El asesinato de Alejandro Ponce en la comuna de Paihuano ha dejado a su familia y amigos pidiendo justicia. El principal sospechoso, conocido como «el Chaca», está siendo juzgado junto con otros ocho imputados en este intrincado caso.
Según los informes, «el Chaca» había publicado una inquietante advertencia en sus redes sociales en 2016, diciendo que era el tipo de amigo que ayudaría a esconder un cadáver, pero que si alguien lo traicionaba, recordara que sabía cómo hacerlo. Esta afirmación tomó un significado siniestro cuando Alejandro Ponce fue secuestrado y asesinado en 2022, presuntamente a manos de «el Chaca» y sus cómplices.
Los motivos detrás del asesinato parecen estar enraizados en la traición percibida por «el Chaca», cuando supuestamente descubrió que Ponce estaba saliendo con su ex pareja. Durante su declaración en el juicio, «el Chaca» negó todas las acusaciones y ofreció su propia versión de los hechos, alegando que había confrontado a Ponce por el supuesto robo de herramientas valiosas.
«El Chaca» afirmó que había contratado a una amiga de Ponce para que lo citara y pudiera confrontarlo por el robo. Durante su encuentro, afirmó que tuvieron una pelea física antes de que cada uno se retirara a su casa. Según su relato, Ponce apareció en su hogar más tarde esa noche, armado con un palo y dispuesto a luchar de nuevo.
Además de su declaración, «el Chaca» admitió ser un consumidor de drogas y afirmó que varias personas venían a su casa para consumir, pero negó ser un vendedor de drogas.
El caso se complicó aún más cuando se descubrió que las grabaciones de las cámaras de seguridad de su hogar habían sido borradas durante el período en que Ponce supuestamente estuvo en su casa. «El Chaca» afirmó que las cintas eran eliminadas como parte de un protocolo semanal y que un técnico en informática argentino, otro de los imputados, era el único que podía hacerlo.
Otra imputada en el caso, una joven identificada como A.A.M.Z., fue quien citó a Ponce al lugar del secuestro. A.A.M.Z. afirmó haber sido contratada por «el Chaca» para atraer a Ponce al río, ofreciéndole drogas a cambio. En su testimonio, describió cómo fue testigo del secuestro de Ponce y cómo huyó asustada después de que los hombres se lo llevaran.

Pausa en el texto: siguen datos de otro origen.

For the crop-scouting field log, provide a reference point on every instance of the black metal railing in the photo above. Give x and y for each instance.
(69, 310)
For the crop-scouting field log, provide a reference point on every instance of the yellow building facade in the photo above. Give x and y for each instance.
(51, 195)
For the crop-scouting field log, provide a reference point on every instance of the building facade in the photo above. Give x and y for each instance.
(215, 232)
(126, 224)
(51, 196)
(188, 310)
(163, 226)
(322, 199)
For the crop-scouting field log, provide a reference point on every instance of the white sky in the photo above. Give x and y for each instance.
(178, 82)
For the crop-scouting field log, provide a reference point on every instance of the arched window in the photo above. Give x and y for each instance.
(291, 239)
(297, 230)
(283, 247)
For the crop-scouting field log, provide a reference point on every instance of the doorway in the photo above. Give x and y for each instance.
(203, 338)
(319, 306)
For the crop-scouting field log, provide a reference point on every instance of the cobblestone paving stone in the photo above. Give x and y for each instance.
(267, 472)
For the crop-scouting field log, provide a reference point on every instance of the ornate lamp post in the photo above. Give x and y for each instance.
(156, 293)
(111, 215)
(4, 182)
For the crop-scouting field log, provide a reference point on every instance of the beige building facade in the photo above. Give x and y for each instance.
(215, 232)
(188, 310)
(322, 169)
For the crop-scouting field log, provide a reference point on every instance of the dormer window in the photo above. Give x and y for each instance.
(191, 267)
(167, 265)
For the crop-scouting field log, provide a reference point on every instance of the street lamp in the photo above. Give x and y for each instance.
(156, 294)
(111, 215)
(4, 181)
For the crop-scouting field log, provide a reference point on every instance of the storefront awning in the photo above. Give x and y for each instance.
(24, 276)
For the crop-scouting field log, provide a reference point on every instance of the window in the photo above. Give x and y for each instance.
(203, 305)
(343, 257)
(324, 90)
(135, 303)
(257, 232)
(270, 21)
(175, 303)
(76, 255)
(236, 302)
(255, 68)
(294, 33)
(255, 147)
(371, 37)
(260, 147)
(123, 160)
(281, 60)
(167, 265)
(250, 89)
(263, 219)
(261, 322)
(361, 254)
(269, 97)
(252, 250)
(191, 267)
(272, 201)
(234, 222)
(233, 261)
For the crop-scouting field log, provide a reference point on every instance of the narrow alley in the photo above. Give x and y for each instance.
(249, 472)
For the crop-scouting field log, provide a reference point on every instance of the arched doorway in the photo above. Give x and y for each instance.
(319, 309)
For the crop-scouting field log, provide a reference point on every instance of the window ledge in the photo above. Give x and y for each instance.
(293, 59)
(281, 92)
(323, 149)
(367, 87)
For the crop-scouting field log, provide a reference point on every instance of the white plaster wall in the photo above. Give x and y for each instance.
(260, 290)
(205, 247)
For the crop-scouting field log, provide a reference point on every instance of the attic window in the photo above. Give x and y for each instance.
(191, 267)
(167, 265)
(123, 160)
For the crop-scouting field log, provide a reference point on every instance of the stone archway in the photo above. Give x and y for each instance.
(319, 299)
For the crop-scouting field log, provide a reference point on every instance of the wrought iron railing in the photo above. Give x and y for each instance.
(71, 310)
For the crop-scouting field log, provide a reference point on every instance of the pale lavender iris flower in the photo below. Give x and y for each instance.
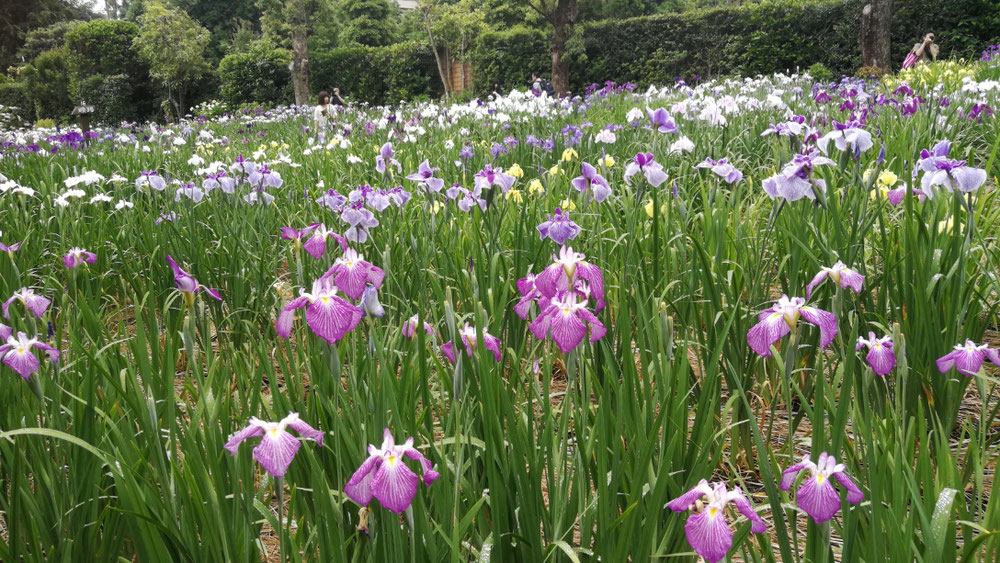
(782, 317)
(277, 447)
(968, 358)
(707, 529)
(17, 354)
(880, 356)
(27, 297)
(643, 163)
(78, 257)
(386, 477)
(817, 497)
(329, 316)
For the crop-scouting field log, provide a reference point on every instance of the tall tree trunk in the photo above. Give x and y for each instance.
(876, 26)
(562, 20)
(300, 52)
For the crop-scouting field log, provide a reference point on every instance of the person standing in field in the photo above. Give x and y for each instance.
(321, 116)
(921, 50)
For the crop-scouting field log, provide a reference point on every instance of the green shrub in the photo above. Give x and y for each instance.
(509, 58)
(377, 75)
(819, 72)
(259, 74)
(16, 104)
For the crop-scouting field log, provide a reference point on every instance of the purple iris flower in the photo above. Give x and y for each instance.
(151, 179)
(425, 177)
(558, 227)
(360, 220)
(243, 166)
(351, 272)
(652, 170)
(662, 120)
(782, 317)
(591, 180)
(568, 269)
(796, 179)
(817, 497)
(840, 274)
(846, 136)
(265, 178)
(468, 337)
(277, 447)
(293, 234)
(880, 356)
(723, 169)
(529, 294)
(952, 175)
(566, 316)
(386, 477)
(16, 352)
(190, 191)
(707, 529)
(490, 176)
(385, 158)
(10, 250)
(968, 358)
(329, 316)
(316, 245)
(188, 285)
(410, 328)
(78, 257)
(333, 200)
(219, 180)
(34, 303)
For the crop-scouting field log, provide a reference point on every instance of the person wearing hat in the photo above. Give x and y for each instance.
(921, 50)
(321, 116)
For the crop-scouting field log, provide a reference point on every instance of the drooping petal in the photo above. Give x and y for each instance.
(881, 358)
(826, 322)
(818, 279)
(395, 484)
(287, 316)
(788, 476)
(359, 487)
(276, 451)
(709, 534)
(854, 494)
(767, 332)
(22, 361)
(251, 431)
(685, 501)
(817, 498)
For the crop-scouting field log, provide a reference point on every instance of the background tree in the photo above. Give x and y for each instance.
(173, 45)
(373, 23)
(451, 28)
(876, 26)
(290, 23)
(562, 16)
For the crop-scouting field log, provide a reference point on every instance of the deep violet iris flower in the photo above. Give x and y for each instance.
(782, 317)
(188, 285)
(707, 529)
(817, 497)
(17, 354)
(277, 447)
(329, 316)
(386, 477)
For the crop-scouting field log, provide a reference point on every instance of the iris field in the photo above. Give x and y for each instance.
(749, 320)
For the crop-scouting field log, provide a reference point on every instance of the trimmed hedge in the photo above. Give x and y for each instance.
(509, 58)
(259, 75)
(744, 39)
(377, 75)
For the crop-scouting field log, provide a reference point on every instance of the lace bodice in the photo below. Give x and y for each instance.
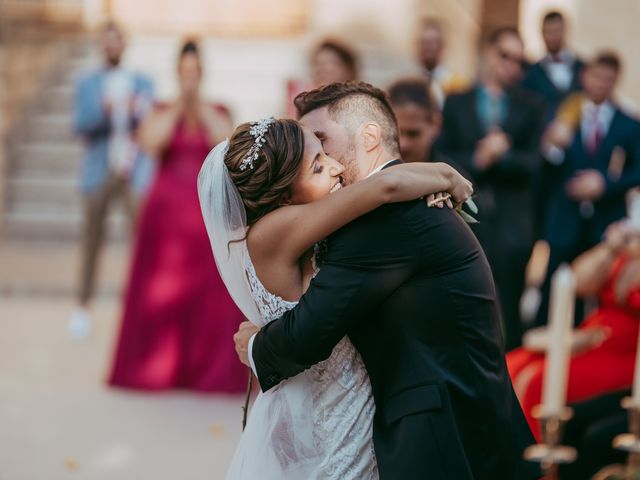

Los familiares de Alejandro Ponce creen que «el Chaca» está inventando su historia para evitar la responsabilidad de su muerte. Según ellos, «el Chaca» estaba obsesionado con su ex pareja y nunca aceptó que ella eligiera a Ponce sobre él.
Mientras el juicio continúa, la atención se centra en las declaraciones de los acusados y en la tesis de la fiscalía. Según la acusación, «el Chaca» y sus cómplices planearon y llevaron a cabo el secuestro y asesinato de Ponce, y luego intentaron encubrirlo. La fiscalía argumenta que el secuestro fue planeado con A.A.M.Z. como señuelo, que Ponce fue golpeado hasta la muerte en la casa de «el Chaca» y que su cuerpo fue enterrado en una quebrada para hacerlo desaparecer.
El asesinato de Alejandro Ponce es un caso complejo y sombrío, lleno de traiciones, drogas y violencia. Mientras el juicio avanza, su familia y amigos esperan encontrar justicia para el joven cuya vida fue brutalmente arrebatada.